Oui, le bilan thermique est généralement facturé comme une étape séparée lorsqu’on veut dimensionner correctement la thermopompe pour Trois-Rivières. Ce calcul sert à établir la charge de chauffage à partir de la température de calcul locale (en Mauricie : -27 °C) plutôt que de deviner à partir de la superficie seulement.
Dans votre cas, un bilan thermique aide aussi à décider si le système peut être chauffage principal, ou si l’appoint devra prendre le relais à certaines températures. Il est aussi utile pour éviter les “surprises” à l’usage : déclenchements d’appoint trop fréquents, inconfort ou surcoût.
Le coût typique d’un bilan thermique est souvent dans la fourchette de 200 $–500 $. Si une soumission ne l’inclut pas, vous pouvez demander explicitement si le dimensionnement a été fait sur une base calculée.
Non.
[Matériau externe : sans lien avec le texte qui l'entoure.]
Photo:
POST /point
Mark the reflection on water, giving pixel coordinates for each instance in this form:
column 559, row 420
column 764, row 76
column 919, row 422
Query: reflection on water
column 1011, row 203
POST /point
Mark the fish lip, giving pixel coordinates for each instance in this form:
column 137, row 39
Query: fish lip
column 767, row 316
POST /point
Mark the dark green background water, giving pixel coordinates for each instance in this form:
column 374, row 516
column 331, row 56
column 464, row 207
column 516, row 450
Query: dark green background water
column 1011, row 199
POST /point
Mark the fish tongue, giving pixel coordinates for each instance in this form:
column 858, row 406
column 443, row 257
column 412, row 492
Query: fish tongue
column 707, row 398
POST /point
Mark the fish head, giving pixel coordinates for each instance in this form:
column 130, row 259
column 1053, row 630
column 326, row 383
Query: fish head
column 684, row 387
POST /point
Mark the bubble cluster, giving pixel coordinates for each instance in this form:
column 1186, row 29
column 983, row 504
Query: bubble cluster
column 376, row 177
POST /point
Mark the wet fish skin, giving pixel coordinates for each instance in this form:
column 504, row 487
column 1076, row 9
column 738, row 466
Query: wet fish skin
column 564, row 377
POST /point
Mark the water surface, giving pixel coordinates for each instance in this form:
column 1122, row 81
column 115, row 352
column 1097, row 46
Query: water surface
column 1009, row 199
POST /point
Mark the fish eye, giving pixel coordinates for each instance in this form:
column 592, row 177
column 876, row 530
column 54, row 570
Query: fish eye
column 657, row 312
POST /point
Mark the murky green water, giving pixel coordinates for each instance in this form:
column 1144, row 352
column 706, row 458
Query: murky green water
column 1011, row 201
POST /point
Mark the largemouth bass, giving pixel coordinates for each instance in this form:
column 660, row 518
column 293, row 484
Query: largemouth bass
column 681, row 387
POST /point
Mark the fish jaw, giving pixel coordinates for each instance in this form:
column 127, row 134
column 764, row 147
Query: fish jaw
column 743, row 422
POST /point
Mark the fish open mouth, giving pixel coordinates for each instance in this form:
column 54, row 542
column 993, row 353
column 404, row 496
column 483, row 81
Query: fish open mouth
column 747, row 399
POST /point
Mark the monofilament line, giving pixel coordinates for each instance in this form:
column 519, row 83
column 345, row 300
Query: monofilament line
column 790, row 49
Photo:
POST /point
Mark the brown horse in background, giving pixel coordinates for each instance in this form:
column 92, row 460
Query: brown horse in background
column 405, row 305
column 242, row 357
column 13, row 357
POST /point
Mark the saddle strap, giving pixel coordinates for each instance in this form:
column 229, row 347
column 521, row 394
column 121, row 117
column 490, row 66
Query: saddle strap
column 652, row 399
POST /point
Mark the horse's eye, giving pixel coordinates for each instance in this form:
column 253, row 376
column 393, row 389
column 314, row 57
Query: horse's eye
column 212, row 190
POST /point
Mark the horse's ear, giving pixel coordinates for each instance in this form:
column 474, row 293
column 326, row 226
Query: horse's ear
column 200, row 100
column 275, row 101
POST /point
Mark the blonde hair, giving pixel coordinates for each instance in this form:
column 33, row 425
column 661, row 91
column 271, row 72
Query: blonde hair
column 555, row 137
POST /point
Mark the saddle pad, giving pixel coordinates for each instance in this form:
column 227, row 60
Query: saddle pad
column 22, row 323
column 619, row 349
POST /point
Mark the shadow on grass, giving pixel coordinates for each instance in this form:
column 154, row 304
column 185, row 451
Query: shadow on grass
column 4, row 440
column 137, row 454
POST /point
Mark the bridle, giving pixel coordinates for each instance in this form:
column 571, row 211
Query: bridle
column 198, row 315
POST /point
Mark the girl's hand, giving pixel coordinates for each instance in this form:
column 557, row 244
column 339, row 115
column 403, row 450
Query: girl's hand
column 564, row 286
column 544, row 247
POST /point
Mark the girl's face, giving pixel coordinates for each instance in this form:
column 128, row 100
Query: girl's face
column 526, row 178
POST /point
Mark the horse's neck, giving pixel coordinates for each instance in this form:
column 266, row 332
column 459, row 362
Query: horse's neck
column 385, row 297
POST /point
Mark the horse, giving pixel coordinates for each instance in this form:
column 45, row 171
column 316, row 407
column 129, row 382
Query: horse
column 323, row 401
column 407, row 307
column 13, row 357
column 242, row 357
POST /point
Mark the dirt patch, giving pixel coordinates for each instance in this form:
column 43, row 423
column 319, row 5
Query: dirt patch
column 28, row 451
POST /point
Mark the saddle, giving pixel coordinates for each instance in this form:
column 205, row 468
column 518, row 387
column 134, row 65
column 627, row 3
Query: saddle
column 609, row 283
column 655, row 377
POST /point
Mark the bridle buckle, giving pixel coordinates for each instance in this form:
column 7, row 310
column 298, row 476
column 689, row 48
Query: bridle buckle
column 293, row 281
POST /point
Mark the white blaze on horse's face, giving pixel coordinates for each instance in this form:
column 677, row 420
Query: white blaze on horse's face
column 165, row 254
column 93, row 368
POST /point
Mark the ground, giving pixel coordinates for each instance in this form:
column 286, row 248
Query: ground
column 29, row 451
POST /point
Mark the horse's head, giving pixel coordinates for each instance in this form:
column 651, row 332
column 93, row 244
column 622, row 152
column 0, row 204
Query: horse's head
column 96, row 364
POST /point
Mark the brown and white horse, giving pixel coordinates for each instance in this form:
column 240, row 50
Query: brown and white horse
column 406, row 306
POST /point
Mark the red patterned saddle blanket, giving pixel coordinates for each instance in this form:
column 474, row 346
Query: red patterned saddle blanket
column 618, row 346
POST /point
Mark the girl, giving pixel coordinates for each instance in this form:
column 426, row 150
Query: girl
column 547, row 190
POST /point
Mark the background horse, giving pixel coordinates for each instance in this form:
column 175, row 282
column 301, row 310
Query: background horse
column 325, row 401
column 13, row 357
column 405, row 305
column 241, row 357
D’après les conditions indiquées pour LogisVert (Hydro-Québec), l’auto-installation n’est pas admissible. Le projet doit être réalisé par un entrepreneur titulaire de la licence RBQ appropriée (avec la couverture par sous-catégorie qui correspond aux travaux), et la demande se fait en ligne après les travaux dans le délai prévu.
En plus, des éléments comme la conservation des factures originales font partie des conditions à respecter. Si ces exigences ne sont pas respectées, même un bon appareil “climat froid” peut se retrouver non admissible.
Si vous êtes tenté de réduire les coûts en posant vous-même, je vous le dis comme installateur : à Trois-Rivières, la mauvaise économie arrive souvent quand on “gagne” sur la main-d’œuvre, puis on perd l’admissibilité ou on fait un raccordement mal préparé, ce qui crée des problèmes à l’hiver (capacité, dégivrage, distribution d’air).
Budget de référence : l’installation complète (unité et pose) se retrouve souvent autour de 5 000 $–18 000 $. Le bilan thermique séparé est souvent de 200 $–500 $— c’est plus rentable de sécuriser la conception que de risquer l’admissibilité.